AMP is an open-source HTML framework designed to make web content load faster on mobile devices. The framework was originally created by Google, but over 30 news publishers and several technology companies have collaborated on the project.
AMP works by stripping bloat from web pages by forcing heavy restrictions on the kind of code that can be included. If it's slow, you can't have it. The stripped down pages are served from caches so they load faster, and the most popular cache by far is Google's.
The phishing technique uses the URL of a web page cached by the Google AMP Viewer. For example, the home page of the website
example.com would appear in the Google AMP Viewer as
Although they look similar, and both contain 'example.com', the crucial difference is the first is served from the example.com domain and the second is served from the google.com domain.
Because of that, it's just another web page on the google.com website and therefore inherits alll the trust that very well known domain name carries with both individuals and software, like email filters. And while it's possible to block everything under
https://google.com/amp/s/, that would inevitably block huge numbers of legitimate websites as well.
Threat actors can use this technique to cloak malicious websites in the legitimacy of the google.com domain, or they can use it to trigger redirects from the AMP URL to a malicious site.
The researchers found that the Google AMP URLs have proven to be very successful at reaching users, even in environments protected by secure email gateways.
Alongside the use of AMP URLs, the researchers also saw:
- Open redirects on trusted domains like microsoft.com being used.
- Chains of redirects linking the AMP URL to the malicious site, not just a single redirect.
- Image-based phishing emails that bypass filters looking for common phrases in text.
- CAPTCHA services used to disrupt automated analysis.

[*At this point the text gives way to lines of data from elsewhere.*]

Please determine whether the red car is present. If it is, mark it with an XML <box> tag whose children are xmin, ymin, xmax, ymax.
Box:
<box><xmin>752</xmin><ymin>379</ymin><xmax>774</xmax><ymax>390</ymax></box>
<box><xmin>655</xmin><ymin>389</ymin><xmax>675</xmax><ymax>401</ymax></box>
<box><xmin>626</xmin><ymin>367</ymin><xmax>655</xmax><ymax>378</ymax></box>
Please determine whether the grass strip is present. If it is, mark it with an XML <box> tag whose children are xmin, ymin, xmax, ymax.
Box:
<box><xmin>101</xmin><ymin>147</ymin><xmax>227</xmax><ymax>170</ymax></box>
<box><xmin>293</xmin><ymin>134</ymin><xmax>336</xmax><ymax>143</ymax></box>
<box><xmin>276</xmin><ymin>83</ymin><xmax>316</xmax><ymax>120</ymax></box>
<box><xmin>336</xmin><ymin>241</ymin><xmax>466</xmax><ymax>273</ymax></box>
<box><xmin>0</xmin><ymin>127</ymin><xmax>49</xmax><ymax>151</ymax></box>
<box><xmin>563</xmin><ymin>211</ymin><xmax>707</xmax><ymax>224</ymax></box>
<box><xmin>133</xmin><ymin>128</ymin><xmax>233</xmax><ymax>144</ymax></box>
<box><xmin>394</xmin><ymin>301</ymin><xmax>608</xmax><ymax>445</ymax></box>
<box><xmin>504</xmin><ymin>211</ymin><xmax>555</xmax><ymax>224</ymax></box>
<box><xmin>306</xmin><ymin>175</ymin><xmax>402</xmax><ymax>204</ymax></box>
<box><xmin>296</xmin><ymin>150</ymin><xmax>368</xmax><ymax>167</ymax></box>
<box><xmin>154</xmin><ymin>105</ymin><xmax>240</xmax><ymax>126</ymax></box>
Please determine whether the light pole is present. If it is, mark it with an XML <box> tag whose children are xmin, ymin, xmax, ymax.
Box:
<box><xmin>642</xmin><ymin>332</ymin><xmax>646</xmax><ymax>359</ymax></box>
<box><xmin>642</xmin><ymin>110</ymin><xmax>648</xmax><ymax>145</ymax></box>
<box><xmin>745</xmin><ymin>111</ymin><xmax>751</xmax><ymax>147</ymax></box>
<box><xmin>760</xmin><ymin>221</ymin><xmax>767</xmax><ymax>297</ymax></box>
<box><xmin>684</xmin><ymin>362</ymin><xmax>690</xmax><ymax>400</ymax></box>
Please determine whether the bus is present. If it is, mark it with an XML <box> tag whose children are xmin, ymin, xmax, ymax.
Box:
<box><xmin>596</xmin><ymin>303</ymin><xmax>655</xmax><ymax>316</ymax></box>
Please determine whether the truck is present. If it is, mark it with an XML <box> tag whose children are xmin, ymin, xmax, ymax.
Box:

Using CAPTCHAs, the attackers try to keep automated crawlers belonging to security vendors and researchers out, and only let humans through that are rife to be phished. I used the word “try” in that last sentence on purpose because there are several crawlers out there that are equipped with CAPTCHA solving abilities that outperform mine.
How to avoid phishing attacks
- Don't take things at face value. Phishing attacks often seem to come from people or brands you know, and use themes that require urgent attention, such as missed deliveries, account suspensions, and security alerts.
- Take action. If you receive a phishing attempt at work, report it to your IT or security team. If you fall for a phish, make your data useless: If you entered a password, change it, if you entered credit card details, cancel the card.
- Use a password manager. Password managers can create, remember, and fill in passwords for you. They protect you against phishing because they won't enter your credentials into a fake site.
- Use a FIDO2 2FA device. Some forms of two-factor authentication (2FA) can be phished just as easily as a password. 2FA that relies on a FIDO2 device can’t be phished.